Friday, February 6, 2015

How immigration detention became big business locking up border crossers and asylum seekers

This week, three news outlets – Fusion, the New York Times Magazine, and the Texas Observer – each separately published investigations and in-depth pieces looking inside the booming new for-profit immigration detention industry.


Taken together they paint a disturbing portrait of a taxpayer-funded, abuse-ridden private prison industry that was set up by federal officials who then proceeded to change immigration policy to fill the prisons with border-crossing immigrants and asylum-seeking women and children.

What’s more, as the
Fusion investigation showed, many federal officials from the very agencies that oversaw the transition of this system later went to work for the private prison companies holding the no-bid contracts, in some cases gaining an eight-fold increase to their salaries.


As the
NYTMag and the Texas Observer articles illustrated, this phenomenon coincided with a change under both the Bush and Obama administrations of locking up asylum seekers and immigrant families while their cases are pending. This has resulted in Central American women and children – who in many cases escaped rape, death threats and the killings of relatives by cartels and gangs – languishing for months behind bars in prison settings, where guards have been accused of sexually abusing the detainees.

In many other cases, with no legal right to a lawyer, asylum-seeking immigrant women and children have been warehoused in immigrant detention centers before “expedited” deportation, in some instances, to their deaths.

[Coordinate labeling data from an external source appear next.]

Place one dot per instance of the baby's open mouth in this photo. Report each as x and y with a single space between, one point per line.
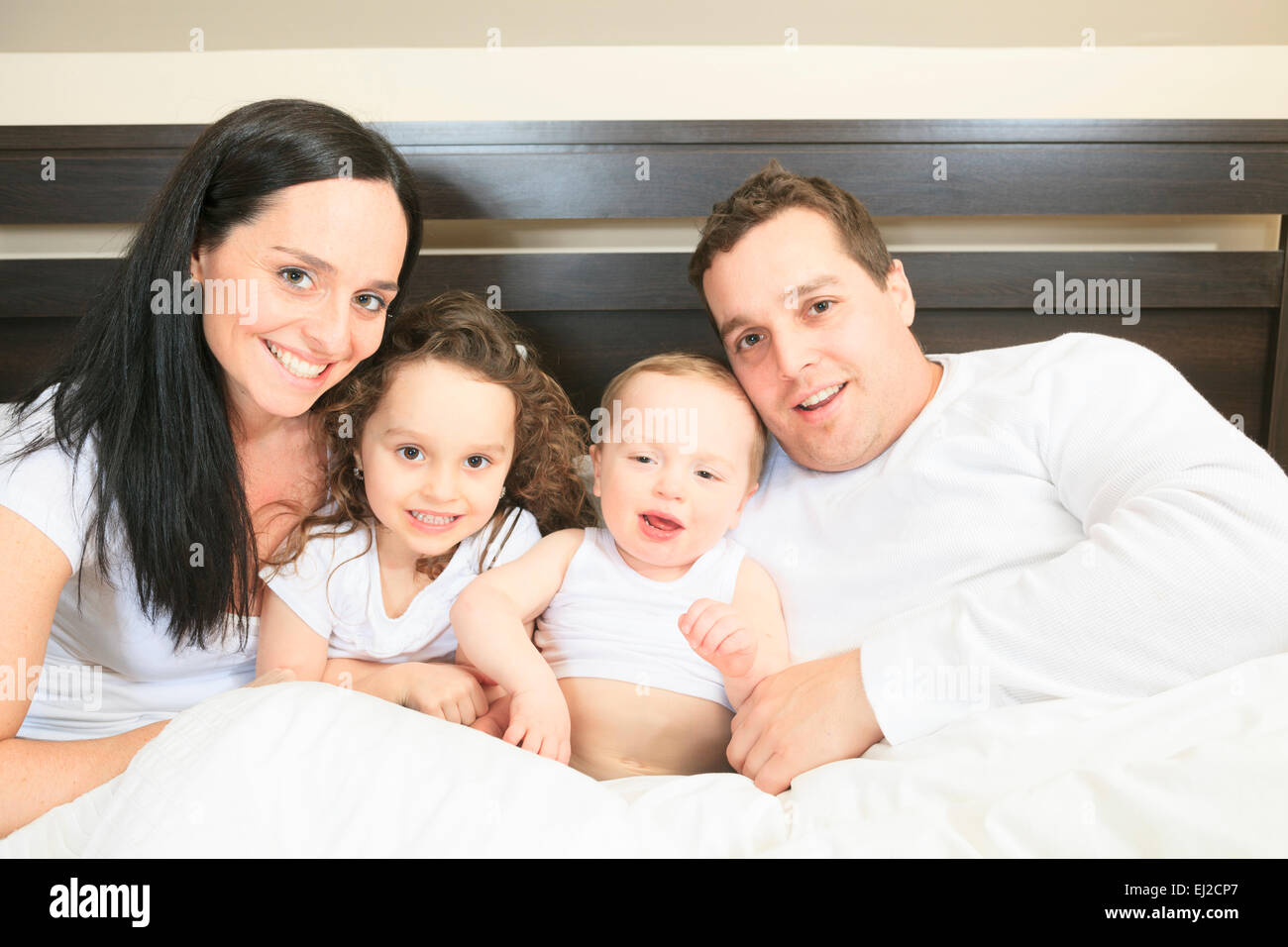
658 522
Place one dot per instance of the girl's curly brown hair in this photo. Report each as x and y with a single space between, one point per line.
549 434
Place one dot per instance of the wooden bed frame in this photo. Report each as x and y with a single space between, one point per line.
1219 317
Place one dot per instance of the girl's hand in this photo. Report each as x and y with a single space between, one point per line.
439 689
717 633
540 723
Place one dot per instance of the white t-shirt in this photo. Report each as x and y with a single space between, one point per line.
609 621
349 611
1065 518
107 668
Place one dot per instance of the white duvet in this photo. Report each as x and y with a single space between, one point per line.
310 770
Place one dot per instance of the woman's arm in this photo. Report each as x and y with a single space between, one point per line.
38 775
287 641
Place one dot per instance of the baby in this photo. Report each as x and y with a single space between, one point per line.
653 630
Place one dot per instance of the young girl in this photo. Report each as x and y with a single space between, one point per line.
450 454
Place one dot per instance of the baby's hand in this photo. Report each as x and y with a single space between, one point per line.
496 720
720 637
539 722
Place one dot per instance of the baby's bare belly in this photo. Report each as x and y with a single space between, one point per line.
618 729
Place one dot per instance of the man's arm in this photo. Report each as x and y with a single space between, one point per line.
1179 575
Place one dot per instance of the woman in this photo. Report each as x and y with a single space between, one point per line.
187 414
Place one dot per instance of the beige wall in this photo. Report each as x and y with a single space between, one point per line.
153 26
130 62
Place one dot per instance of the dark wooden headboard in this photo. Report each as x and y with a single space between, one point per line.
1216 316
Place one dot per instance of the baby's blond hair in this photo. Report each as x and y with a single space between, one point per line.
694 365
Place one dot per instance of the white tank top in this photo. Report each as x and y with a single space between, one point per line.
609 621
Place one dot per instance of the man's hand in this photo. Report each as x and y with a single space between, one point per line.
800 718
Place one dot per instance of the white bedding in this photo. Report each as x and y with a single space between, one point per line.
310 770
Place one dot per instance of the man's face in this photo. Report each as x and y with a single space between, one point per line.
823 355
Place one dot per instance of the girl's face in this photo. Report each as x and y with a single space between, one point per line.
434 458
296 298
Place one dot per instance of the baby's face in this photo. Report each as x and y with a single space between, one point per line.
678 478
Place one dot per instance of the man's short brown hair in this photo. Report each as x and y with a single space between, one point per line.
772 191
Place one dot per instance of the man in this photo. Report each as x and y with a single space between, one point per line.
961 532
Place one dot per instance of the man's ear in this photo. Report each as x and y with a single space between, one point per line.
595 462
901 290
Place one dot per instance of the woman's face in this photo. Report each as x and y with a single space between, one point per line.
312 277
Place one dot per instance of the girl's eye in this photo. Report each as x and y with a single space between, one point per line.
290 274
370 302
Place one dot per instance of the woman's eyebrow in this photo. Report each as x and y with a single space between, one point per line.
323 266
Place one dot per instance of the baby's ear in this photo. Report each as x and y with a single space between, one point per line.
737 513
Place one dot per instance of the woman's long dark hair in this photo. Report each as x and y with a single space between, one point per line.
150 390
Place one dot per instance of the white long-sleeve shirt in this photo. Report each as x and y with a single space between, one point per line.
1065 518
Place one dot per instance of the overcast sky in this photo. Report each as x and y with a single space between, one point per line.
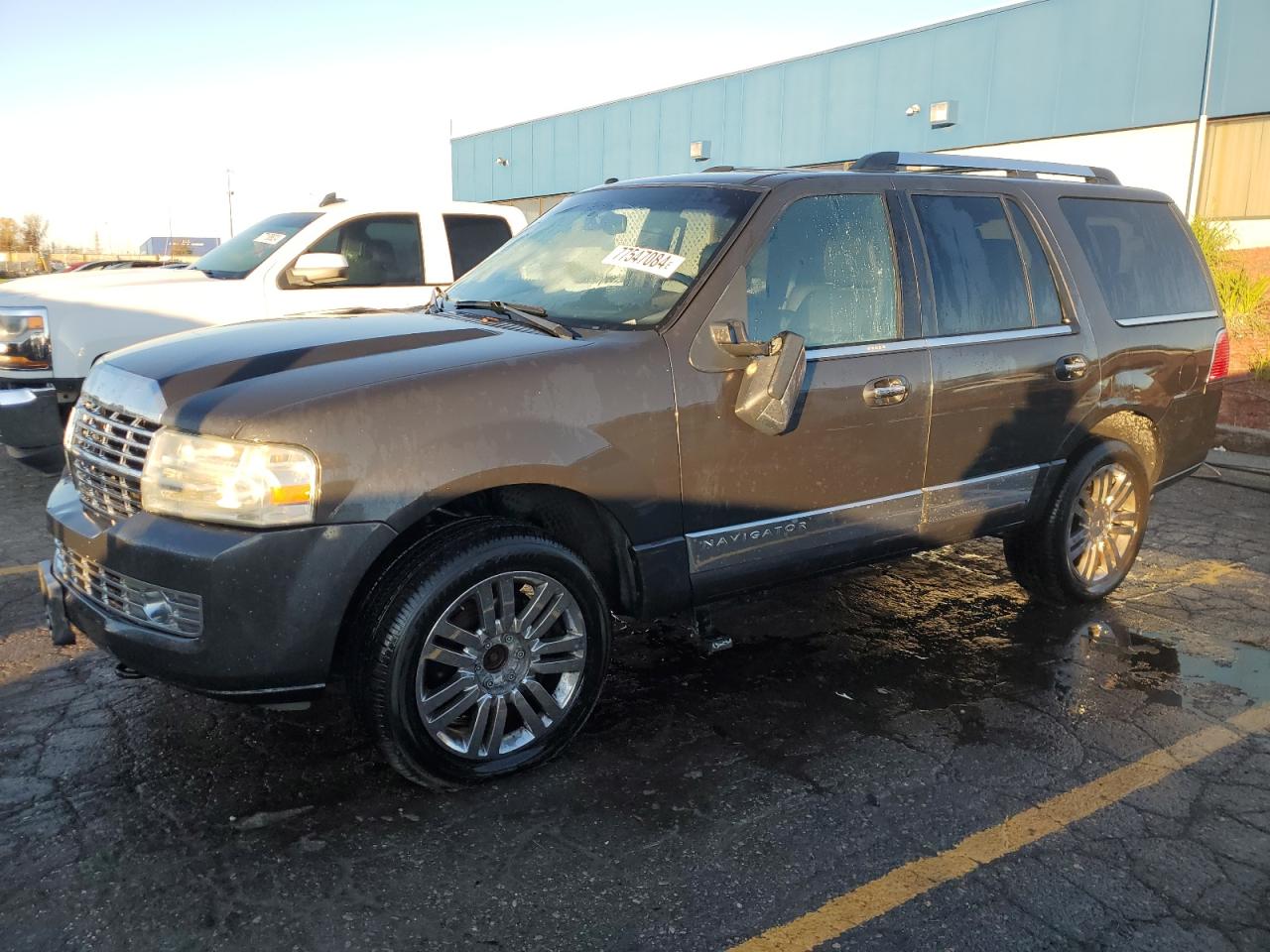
119 117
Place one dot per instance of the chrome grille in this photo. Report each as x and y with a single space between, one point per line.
107 452
168 610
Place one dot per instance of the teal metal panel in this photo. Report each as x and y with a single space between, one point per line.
617 140
961 68
1095 89
590 148
645 136
1042 68
566 168
1239 84
543 168
1025 67
851 111
903 79
729 150
675 132
710 118
522 160
804 104
1170 75
761 100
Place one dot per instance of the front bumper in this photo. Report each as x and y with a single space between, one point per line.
272 601
30 417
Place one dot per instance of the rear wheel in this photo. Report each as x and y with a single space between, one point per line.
481 655
1087 537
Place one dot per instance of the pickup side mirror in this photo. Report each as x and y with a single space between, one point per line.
771 384
318 268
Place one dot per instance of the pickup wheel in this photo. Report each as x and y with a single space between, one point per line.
483 652
1087 537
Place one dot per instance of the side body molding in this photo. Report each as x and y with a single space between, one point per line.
935 513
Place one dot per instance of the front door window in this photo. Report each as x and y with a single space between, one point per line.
382 250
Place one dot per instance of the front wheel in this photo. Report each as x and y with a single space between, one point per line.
481 655
1088 535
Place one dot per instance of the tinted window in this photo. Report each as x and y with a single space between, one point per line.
382 250
826 272
974 262
472 239
1040 280
1142 259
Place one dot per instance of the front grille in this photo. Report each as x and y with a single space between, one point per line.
107 452
168 610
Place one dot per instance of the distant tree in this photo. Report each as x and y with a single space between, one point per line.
35 230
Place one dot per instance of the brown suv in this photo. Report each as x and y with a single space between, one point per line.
662 393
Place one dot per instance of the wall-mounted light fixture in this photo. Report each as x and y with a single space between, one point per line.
943 113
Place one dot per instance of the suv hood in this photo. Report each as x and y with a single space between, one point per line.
214 379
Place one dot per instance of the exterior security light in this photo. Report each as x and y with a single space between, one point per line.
944 113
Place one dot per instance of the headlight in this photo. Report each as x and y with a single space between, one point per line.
209 479
24 339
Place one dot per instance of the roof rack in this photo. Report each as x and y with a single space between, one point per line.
959 164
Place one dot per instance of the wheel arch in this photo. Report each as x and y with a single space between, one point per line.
571 517
1132 426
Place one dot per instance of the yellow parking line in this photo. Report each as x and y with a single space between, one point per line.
898 887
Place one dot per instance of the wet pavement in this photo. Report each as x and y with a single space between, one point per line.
861 721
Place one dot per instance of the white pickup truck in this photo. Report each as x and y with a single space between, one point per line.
339 255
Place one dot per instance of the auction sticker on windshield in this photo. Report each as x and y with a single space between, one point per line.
663 264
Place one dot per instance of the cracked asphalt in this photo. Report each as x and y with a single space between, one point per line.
861 721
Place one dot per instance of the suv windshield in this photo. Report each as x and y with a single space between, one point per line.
243 253
613 257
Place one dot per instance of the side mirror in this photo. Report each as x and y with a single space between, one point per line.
771 385
318 268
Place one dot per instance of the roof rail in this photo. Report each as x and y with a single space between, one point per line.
957 164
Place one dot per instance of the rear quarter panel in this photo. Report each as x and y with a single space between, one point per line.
1155 370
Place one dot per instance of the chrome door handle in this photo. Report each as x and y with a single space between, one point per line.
1071 367
885 391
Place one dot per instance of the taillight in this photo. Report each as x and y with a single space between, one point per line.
1220 365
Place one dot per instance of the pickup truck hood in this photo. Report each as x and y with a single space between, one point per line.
172 291
96 312
217 379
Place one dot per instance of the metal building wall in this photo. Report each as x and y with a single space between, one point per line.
1037 70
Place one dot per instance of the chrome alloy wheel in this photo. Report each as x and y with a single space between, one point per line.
1103 524
502 665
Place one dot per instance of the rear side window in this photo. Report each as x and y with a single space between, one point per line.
975 266
1040 280
1142 259
472 239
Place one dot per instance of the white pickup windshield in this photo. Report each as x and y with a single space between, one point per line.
246 250
611 258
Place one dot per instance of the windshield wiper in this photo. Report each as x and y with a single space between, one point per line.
531 315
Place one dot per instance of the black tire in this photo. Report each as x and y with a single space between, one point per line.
1038 555
400 611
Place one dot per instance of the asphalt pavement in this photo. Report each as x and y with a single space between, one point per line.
908 757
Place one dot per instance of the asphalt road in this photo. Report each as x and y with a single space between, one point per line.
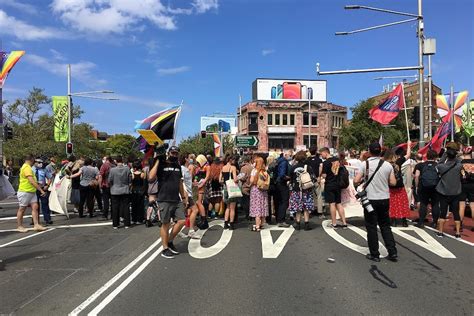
97 270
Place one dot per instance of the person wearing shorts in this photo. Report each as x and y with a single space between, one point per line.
27 195
332 191
171 198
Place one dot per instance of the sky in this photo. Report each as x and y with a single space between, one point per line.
205 53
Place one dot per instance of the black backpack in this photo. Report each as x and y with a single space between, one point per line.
343 178
429 176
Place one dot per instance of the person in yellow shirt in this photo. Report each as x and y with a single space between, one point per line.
27 195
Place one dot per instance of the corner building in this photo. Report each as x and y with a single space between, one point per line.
286 125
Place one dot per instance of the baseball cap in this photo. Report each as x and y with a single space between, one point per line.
174 149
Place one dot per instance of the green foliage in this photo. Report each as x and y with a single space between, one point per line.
362 130
197 145
33 127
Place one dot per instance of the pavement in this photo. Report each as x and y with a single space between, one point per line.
83 266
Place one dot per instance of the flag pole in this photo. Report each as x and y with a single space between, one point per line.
406 115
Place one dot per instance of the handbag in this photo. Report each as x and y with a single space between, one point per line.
233 190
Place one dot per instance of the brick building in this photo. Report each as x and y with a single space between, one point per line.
282 125
412 100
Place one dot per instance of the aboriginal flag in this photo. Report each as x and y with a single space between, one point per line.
386 111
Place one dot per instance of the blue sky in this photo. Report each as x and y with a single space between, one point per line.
154 54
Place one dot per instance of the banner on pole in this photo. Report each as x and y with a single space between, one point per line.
61 118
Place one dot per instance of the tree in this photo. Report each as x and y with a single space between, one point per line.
362 130
122 144
198 145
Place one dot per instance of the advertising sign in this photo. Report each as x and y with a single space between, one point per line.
289 89
214 124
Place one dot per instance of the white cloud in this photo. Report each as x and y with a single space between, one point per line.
202 6
17 5
82 71
266 52
173 71
24 31
119 16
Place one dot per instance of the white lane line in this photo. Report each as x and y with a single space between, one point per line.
125 283
26 216
112 281
26 237
64 226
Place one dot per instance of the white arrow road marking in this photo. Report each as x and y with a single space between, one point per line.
360 249
197 251
273 250
429 243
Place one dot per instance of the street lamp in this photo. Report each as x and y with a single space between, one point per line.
413 17
86 94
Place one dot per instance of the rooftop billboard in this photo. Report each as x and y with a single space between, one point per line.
289 90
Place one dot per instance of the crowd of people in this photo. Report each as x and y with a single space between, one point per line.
177 189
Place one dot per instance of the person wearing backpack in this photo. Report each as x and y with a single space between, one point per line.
467 180
449 190
282 190
399 204
260 183
301 190
426 180
332 189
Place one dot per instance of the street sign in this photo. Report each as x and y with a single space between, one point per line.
246 141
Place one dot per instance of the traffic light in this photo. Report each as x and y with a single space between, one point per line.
69 148
8 132
416 115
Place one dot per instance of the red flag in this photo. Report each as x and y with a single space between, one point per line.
386 111
436 143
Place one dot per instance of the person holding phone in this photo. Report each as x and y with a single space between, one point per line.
27 195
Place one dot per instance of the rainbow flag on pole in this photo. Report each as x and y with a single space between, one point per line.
7 61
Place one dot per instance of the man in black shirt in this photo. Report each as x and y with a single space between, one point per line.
171 198
332 191
314 162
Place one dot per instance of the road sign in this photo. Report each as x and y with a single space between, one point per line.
246 141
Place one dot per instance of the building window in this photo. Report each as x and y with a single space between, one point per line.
314 119
314 140
281 142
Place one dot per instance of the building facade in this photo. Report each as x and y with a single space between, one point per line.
285 125
412 100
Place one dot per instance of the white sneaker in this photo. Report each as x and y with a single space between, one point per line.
182 235
193 235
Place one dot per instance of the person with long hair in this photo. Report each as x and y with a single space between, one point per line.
200 182
467 179
258 196
399 204
229 172
138 193
301 200
214 187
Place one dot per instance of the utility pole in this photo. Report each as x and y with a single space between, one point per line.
420 73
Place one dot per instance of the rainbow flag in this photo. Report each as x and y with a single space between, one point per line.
7 61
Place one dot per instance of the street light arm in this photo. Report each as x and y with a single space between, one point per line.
377 27
91 92
352 7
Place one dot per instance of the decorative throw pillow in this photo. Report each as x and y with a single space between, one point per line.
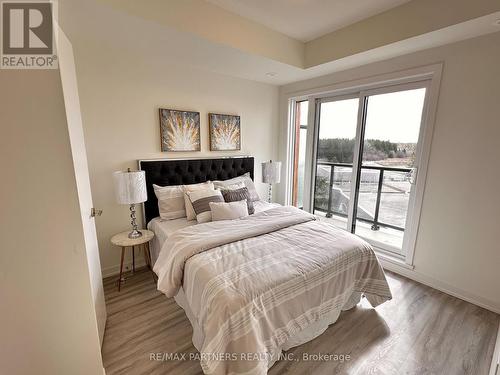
191 215
254 196
239 195
235 186
171 204
228 211
200 200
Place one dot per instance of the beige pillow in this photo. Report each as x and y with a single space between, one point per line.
245 179
200 200
191 215
236 186
171 204
229 210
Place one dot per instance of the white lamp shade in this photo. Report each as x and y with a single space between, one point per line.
271 172
130 187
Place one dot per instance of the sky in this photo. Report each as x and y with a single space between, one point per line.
391 117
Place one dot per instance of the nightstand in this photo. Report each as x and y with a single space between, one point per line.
121 239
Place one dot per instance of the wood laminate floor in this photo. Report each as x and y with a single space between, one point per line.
421 331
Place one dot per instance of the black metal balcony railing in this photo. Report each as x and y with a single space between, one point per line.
376 224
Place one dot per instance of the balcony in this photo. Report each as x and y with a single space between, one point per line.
382 200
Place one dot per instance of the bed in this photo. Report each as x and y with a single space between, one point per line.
255 287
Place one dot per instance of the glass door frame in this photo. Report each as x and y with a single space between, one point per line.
423 144
317 111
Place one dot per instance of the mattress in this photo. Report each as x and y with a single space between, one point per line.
264 284
164 228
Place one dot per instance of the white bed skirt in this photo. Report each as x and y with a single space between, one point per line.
308 334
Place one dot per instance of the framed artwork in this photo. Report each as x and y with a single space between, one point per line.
225 132
179 130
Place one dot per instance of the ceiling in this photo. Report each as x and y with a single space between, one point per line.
306 20
129 36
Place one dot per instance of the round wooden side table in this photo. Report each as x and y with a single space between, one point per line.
121 239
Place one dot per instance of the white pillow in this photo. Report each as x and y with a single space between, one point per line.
200 200
235 186
193 187
254 196
228 211
171 204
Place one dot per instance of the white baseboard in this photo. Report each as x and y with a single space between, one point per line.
127 266
495 363
440 285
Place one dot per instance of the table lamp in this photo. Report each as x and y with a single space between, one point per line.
130 188
271 174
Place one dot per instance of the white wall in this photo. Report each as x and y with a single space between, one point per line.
47 319
120 94
79 153
457 245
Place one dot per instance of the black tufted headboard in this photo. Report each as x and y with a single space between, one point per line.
169 172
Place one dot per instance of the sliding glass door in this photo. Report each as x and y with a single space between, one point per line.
336 146
366 161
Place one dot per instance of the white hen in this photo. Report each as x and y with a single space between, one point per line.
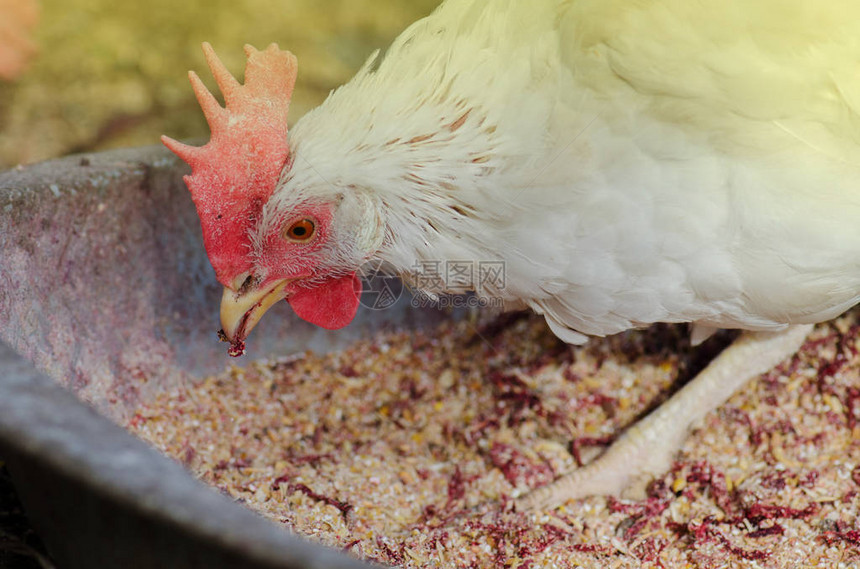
629 161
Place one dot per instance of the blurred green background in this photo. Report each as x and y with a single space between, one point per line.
111 73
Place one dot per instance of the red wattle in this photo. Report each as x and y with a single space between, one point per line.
330 305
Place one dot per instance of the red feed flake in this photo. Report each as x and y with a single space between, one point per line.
775 529
517 468
577 444
342 506
758 512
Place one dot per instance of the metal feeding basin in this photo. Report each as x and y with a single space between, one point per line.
106 290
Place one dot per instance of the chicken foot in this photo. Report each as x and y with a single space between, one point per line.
648 447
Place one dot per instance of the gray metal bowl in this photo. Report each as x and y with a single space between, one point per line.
105 288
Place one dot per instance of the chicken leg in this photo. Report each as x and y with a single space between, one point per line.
648 446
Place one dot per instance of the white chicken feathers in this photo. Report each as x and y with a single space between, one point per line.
630 162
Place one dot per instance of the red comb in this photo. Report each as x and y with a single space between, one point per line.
234 174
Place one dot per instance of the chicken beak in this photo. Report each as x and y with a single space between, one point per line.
240 312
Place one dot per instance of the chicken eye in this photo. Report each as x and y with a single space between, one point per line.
301 230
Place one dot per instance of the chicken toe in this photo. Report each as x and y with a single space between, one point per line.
647 448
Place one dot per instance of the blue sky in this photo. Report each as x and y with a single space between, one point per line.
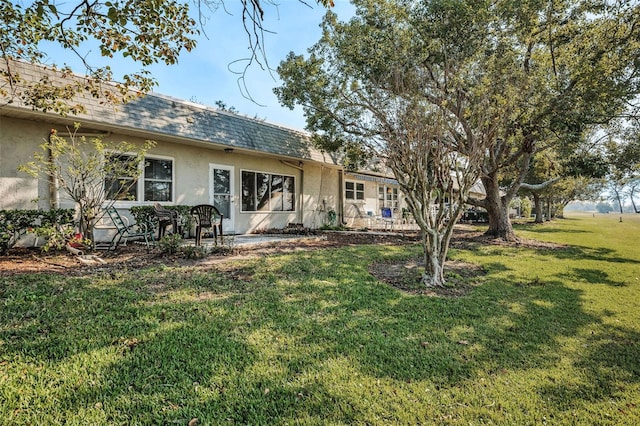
205 75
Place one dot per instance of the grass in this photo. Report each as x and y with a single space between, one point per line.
551 336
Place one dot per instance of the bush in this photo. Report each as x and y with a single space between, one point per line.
170 244
16 223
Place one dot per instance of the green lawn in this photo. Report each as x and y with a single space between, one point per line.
550 336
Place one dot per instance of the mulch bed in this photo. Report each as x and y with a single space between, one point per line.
404 275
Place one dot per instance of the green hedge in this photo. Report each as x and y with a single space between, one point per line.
16 223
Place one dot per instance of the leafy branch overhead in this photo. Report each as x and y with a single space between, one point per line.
144 31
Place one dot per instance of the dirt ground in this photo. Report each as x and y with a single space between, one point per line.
404 275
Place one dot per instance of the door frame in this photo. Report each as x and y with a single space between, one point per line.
228 224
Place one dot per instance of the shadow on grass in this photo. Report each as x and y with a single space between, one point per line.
578 253
610 362
271 340
591 276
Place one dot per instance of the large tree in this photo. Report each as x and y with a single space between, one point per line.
372 88
573 65
541 73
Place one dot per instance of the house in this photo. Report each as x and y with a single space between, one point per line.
259 175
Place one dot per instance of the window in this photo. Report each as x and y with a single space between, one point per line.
388 197
154 184
264 192
120 187
354 190
158 179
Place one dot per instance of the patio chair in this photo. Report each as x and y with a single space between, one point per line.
387 217
207 217
166 218
125 231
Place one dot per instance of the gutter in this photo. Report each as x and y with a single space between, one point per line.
300 200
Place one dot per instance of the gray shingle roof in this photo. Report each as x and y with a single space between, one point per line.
162 115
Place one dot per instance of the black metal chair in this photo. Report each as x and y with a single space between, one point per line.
125 231
207 217
166 218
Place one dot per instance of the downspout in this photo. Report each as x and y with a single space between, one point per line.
54 202
341 197
300 201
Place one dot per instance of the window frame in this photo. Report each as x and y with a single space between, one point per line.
354 190
270 178
141 180
386 199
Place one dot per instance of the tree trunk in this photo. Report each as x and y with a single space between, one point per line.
498 210
436 244
537 202
631 194
549 209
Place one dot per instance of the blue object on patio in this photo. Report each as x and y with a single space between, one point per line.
207 216
126 231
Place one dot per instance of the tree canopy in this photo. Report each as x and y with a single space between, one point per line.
520 76
145 31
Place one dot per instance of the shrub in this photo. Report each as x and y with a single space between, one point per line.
16 223
170 244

Here is what the investigations and articles reported:
Fusion: Shadow Prisons
  • “…without a single vote in Congress, officials across three administrations: created a new classification of federal prisons only for immigrants; decided that private companies would run the facilities; and filled them by changing immigration enforcement practices.
  • One of those practices was Operation Streamline in 2005. While immigrants previously caught re-entering the country illegally were mostly put on a bus and sent back, under Operation Streamline, officials began to prosecute and lock them up for an average term of 18 months, creating a booming business for the private prison industry.
  • In the years leading up to this, private prison companies spent record-level funds lobbying the federal government, and two of the biggest companies supported elected officials whose legislation helped steer more business their way.
  • In the last five years, the two biggest private prison companies have made $2 billion from their federal contracts.
  • Three of the last four directors of the Bureau of Prisons – which is assigned the most immigration beds – now sit on the boards of the biggest prison companies. Other officials in charge at government agencies when Operation Streamline was implemented and prisons were being built are now working in the private prison industry.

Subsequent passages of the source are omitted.